Journey of Transition Toolkit
Toolkit Home | Learning | Considering the Continuum of Care
Gatekeeping
Gatekeeping is a term referring to the formal process of assessment and decision-making to determine if a child needs to be separated from his or her family, and if so, what placement will best match his or her individual circumstances and needs. It prioritizes family preservation and alternative family care and is used to prevent the inappropriate placement of children into residential care. For children transitioning out of residential care, gatekeeping procedures are used to determine the best placement option.
Family Strengthening
Programs and services that strengthen families help prevent the separation by equipping birth, foster, and adoptive families with the resources they need for children to thrive. Family strengthening may include ensuring access to education, health, and economic services such as microloans and livelihood support; parent education and support groups; early childhood programs and daycare; respite care; and special needs services.

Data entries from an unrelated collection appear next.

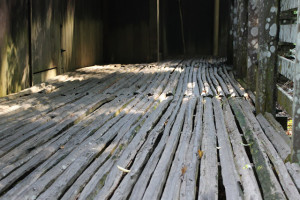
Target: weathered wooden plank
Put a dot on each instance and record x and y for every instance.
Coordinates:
(283, 149)
(173, 184)
(221, 82)
(278, 128)
(158, 179)
(70, 141)
(208, 178)
(235, 32)
(212, 87)
(247, 177)
(89, 154)
(207, 90)
(231, 89)
(285, 100)
(288, 33)
(99, 138)
(252, 43)
(200, 82)
(215, 82)
(229, 173)
(286, 67)
(294, 171)
(188, 188)
(267, 54)
(285, 180)
(288, 4)
(62, 100)
(269, 184)
(56, 189)
(296, 102)
(103, 129)
(143, 180)
(196, 89)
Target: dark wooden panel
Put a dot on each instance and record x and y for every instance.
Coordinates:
(14, 54)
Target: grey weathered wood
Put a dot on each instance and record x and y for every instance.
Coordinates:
(235, 83)
(208, 178)
(235, 32)
(294, 171)
(212, 87)
(55, 190)
(196, 88)
(285, 100)
(296, 102)
(41, 116)
(215, 82)
(173, 184)
(142, 182)
(288, 4)
(70, 140)
(252, 96)
(231, 89)
(158, 179)
(288, 33)
(278, 128)
(207, 90)
(267, 54)
(107, 190)
(88, 155)
(283, 149)
(267, 179)
(188, 188)
(221, 82)
(127, 111)
(199, 79)
(252, 43)
(285, 180)
(229, 173)
(286, 67)
(247, 177)
(56, 145)
(242, 35)
(46, 153)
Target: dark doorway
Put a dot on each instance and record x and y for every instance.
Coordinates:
(197, 22)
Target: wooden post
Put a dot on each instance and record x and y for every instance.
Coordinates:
(216, 28)
(242, 34)
(267, 56)
(296, 100)
(252, 43)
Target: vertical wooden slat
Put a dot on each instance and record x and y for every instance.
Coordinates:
(234, 33)
(296, 100)
(157, 29)
(252, 43)
(242, 32)
(216, 27)
(267, 54)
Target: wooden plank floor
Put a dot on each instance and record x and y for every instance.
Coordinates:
(173, 130)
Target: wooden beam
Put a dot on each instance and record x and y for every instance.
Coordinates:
(235, 32)
(252, 43)
(296, 101)
(242, 35)
(267, 54)
(216, 28)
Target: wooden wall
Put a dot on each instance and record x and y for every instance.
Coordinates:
(33, 34)
(14, 52)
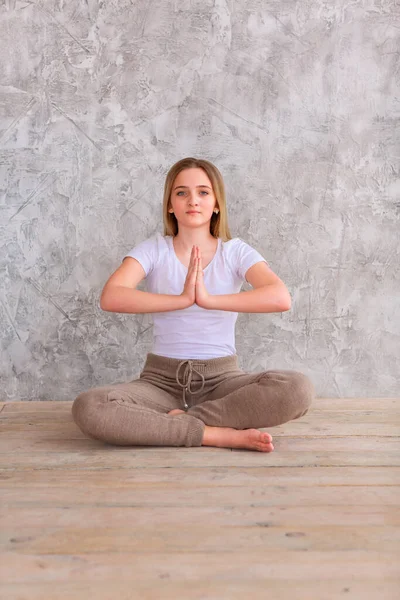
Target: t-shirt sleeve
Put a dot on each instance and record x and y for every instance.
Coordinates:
(146, 253)
(245, 257)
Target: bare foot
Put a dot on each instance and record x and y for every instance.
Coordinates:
(226, 437)
(175, 411)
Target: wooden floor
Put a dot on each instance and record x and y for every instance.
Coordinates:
(317, 519)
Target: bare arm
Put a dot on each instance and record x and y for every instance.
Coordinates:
(120, 294)
(118, 298)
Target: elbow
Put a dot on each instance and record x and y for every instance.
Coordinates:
(286, 301)
(104, 305)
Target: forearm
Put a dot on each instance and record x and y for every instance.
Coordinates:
(269, 298)
(127, 300)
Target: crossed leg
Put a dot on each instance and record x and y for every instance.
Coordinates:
(249, 400)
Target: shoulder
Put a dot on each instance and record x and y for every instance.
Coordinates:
(149, 251)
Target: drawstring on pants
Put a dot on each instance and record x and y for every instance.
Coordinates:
(187, 379)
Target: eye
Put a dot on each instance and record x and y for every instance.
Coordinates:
(202, 192)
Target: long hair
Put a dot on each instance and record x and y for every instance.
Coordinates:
(219, 222)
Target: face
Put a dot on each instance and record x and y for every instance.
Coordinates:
(192, 191)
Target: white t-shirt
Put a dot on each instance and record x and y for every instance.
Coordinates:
(194, 332)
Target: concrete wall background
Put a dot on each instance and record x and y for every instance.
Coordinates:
(297, 103)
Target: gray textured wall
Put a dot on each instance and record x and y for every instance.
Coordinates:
(297, 103)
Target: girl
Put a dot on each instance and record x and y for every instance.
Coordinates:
(191, 391)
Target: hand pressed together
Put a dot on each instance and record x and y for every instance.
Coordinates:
(194, 289)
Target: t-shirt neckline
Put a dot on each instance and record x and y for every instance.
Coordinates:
(171, 244)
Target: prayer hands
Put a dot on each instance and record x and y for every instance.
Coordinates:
(194, 288)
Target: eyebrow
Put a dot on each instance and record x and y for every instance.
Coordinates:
(185, 186)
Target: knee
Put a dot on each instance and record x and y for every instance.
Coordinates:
(303, 393)
(85, 411)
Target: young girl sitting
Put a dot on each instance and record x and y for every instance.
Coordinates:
(191, 391)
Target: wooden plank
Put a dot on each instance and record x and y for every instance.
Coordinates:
(129, 457)
(227, 515)
(196, 537)
(179, 495)
(193, 566)
(199, 477)
(350, 588)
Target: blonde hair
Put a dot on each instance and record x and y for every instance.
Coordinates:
(219, 222)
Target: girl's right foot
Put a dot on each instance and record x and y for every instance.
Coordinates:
(227, 437)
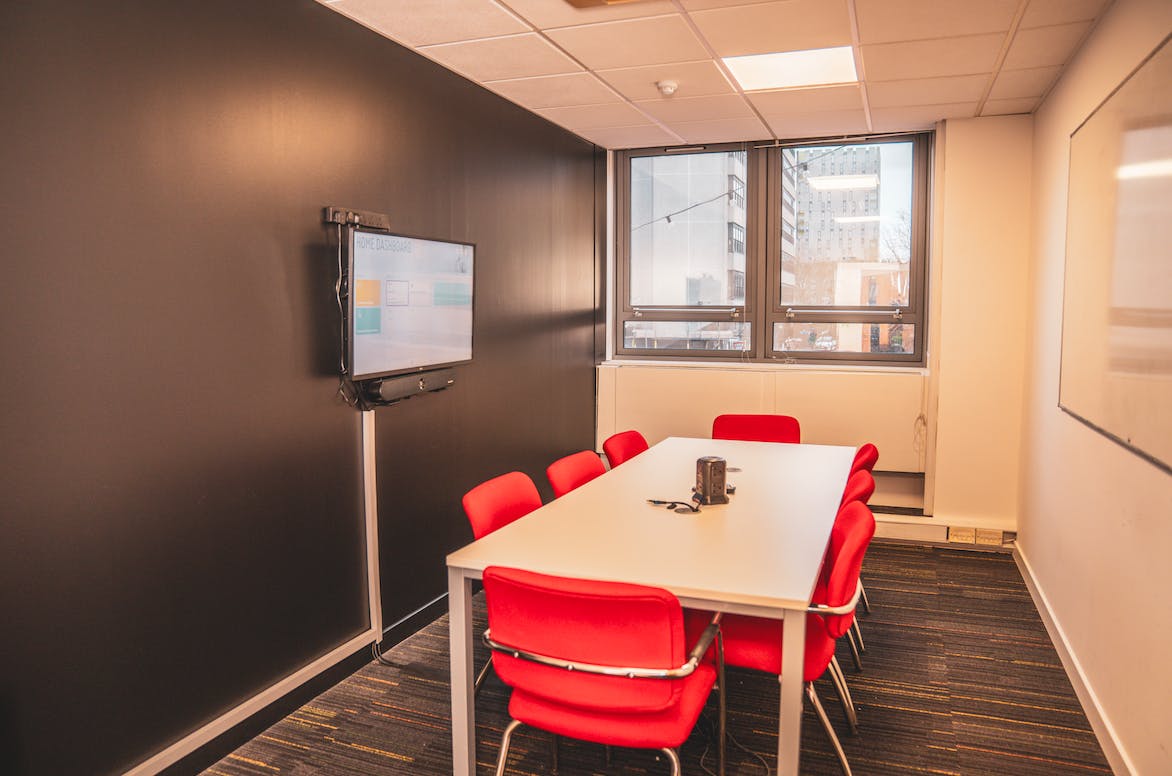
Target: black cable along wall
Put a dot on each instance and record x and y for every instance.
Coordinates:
(181, 485)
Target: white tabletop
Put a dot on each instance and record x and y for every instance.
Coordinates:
(757, 553)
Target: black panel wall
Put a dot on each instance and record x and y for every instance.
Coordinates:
(179, 490)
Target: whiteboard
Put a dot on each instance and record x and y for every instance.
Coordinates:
(1116, 372)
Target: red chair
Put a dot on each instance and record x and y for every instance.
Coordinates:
(493, 504)
(573, 471)
(598, 661)
(866, 457)
(622, 447)
(756, 642)
(499, 502)
(757, 428)
(860, 487)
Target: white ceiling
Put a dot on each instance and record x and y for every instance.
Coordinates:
(593, 70)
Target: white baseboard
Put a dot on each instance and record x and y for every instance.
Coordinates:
(1112, 748)
(189, 743)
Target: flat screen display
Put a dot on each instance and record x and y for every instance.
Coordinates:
(410, 304)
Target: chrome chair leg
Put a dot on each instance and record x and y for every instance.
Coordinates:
(504, 747)
(844, 695)
(830, 730)
(481, 676)
(721, 703)
(854, 649)
(674, 759)
(858, 634)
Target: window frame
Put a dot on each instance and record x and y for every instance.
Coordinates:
(763, 203)
(686, 313)
(914, 313)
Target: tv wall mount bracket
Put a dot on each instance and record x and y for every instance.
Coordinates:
(351, 217)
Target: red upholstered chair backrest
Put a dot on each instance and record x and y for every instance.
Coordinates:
(757, 428)
(573, 471)
(866, 457)
(849, 540)
(599, 623)
(499, 502)
(859, 488)
(622, 447)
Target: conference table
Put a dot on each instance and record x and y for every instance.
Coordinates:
(757, 555)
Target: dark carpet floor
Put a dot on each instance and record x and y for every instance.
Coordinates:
(959, 678)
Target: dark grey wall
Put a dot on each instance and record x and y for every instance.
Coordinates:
(179, 506)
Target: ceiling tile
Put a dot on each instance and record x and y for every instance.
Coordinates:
(1043, 46)
(693, 80)
(558, 13)
(726, 130)
(897, 120)
(502, 58)
(925, 59)
(843, 97)
(1041, 13)
(554, 90)
(640, 136)
(631, 42)
(1008, 107)
(617, 114)
(817, 124)
(1012, 84)
(702, 5)
(926, 92)
(884, 21)
(769, 27)
(673, 109)
(418, 24)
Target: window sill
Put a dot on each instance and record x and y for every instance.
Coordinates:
(758, 366)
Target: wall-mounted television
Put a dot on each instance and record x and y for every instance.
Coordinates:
(409, 304)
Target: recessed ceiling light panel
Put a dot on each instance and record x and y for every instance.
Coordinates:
(789, 69)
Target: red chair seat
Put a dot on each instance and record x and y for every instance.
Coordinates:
(668, 727)
(573, 471)
(757, 428)
(622, 447)
(756, 641)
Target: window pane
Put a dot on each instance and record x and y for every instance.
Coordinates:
(844, 338)
(847, 238)
(687, 230)
(686, 335)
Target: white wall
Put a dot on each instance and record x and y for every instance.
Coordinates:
(1096, 521)
(980, 338)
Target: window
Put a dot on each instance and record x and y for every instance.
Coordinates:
(809, 252)
(685, 284)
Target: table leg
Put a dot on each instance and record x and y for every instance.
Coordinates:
(789, 732)
(460, 639)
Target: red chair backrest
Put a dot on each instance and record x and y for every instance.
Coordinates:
(849, 542)
(757, 428)
(499, 502)
(573, 471)
(859, 488)
(622, 447)
(866, 457)
(600, 623)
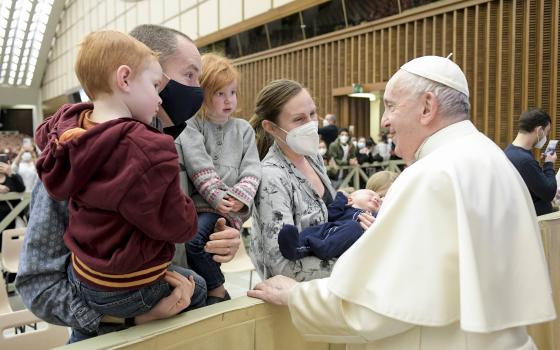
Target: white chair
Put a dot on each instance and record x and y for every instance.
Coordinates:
(12, 241)
(240, 263)
(43, 338)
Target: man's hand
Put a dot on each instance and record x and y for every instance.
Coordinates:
(550, 157)
(223, 243)
(274, 290)
(179, 299)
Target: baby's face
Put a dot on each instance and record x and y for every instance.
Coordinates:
(366, 200)
(143, 99)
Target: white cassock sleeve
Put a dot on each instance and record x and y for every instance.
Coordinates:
(321, 316)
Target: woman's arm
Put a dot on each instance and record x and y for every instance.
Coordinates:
(200, 168)
(249, 171)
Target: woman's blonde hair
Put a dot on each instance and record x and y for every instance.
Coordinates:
(217, 72)
(381, 181)
(270, 101)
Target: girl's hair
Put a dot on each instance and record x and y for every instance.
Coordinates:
(217, 73)
(270, 102)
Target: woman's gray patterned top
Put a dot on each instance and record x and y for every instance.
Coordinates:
(285, 196)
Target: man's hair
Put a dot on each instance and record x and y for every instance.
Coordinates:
(158, 38)
(100, 55)
(217, 73)
(532, 118)
(452, 103)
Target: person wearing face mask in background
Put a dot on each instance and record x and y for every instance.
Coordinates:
(24, 165)
(295, 189)
(330, 165)
(534, 126)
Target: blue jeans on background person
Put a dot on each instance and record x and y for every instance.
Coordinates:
(198, 259)
(131, 303)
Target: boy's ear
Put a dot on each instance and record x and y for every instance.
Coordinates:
(123, 76)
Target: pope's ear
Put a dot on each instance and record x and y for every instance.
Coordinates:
(430, 108)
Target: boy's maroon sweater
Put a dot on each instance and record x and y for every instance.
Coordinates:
(121, 180)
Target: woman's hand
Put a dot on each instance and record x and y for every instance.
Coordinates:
(179, 299)
(366, 220)
(274, 290)
(236, 205)
(225, 206)
(223, 243)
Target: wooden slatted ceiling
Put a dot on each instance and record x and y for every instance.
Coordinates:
(508, 49)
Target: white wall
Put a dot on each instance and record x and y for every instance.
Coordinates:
(194, 18)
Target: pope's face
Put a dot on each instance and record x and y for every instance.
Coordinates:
(401, 117)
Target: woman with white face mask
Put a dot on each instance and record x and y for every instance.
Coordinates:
(24, 165)
(295, 188)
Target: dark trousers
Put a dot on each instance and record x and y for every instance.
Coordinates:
(200, 261)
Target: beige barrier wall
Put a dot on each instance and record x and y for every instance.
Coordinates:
(240, 324)
(547, 335)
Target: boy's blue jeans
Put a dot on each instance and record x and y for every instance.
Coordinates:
(200, 261)
(132, 303)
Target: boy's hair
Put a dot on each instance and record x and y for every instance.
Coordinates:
(532, 118)
(217, 72)
(101, 53)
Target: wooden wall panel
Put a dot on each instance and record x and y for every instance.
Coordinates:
(508, 50)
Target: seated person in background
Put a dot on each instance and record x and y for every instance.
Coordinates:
(330, 165)
(331, 239)
(381, 181)
(534, 125)
(9, 182)
(121, 178)
(342, 151)
(367, 152)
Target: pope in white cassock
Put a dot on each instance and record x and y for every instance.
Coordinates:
(454, 259)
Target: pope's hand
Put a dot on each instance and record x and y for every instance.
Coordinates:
(274, 290)
(366, 220)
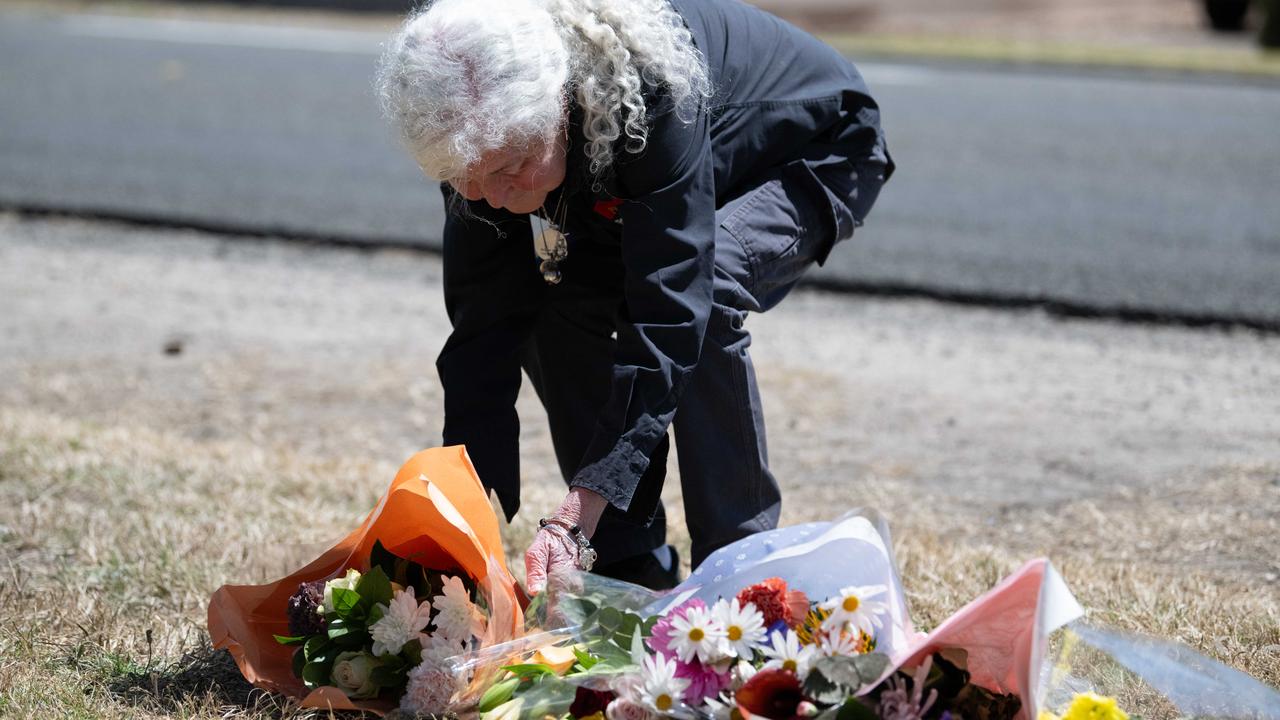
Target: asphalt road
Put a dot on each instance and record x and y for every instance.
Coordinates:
(1101, 192)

Family-based Alternative Care
A range of care options are considered when living with his or her birth family is determined to be unsafe or not in the best interests of a child. These options include care within a child’s extended family (also known as kinship care), foster care, and adoption. In most countries, care in extended family is the most long-standing and culturally acceptable form of alternative family care and can be permanent or temporary. Whereas, foster care is the full-time care of a child within a non-related family and may be used temporarily while efforts at reunification with the child’s birth family or placement of the child with a permanent alternative family are made. Lastly, adoption can provide a pathway to a family, but given its permanency, involves multiple levels of gatekeeping before it is determined that a child is available for adoption.
Residential Care
Given the unique nature of each child’s situation, temporary, short-term care in small group homes, shelters, or other forms of residential care are included in the continuum of care. Short-term residential care can vary widely from basic respite care to more targeted therapeutic or rehabilitative services for children and families in crisis. Ideally, these options are temporary and transitional, ultimately leading to family care or, in the case of older youth, supported independent living.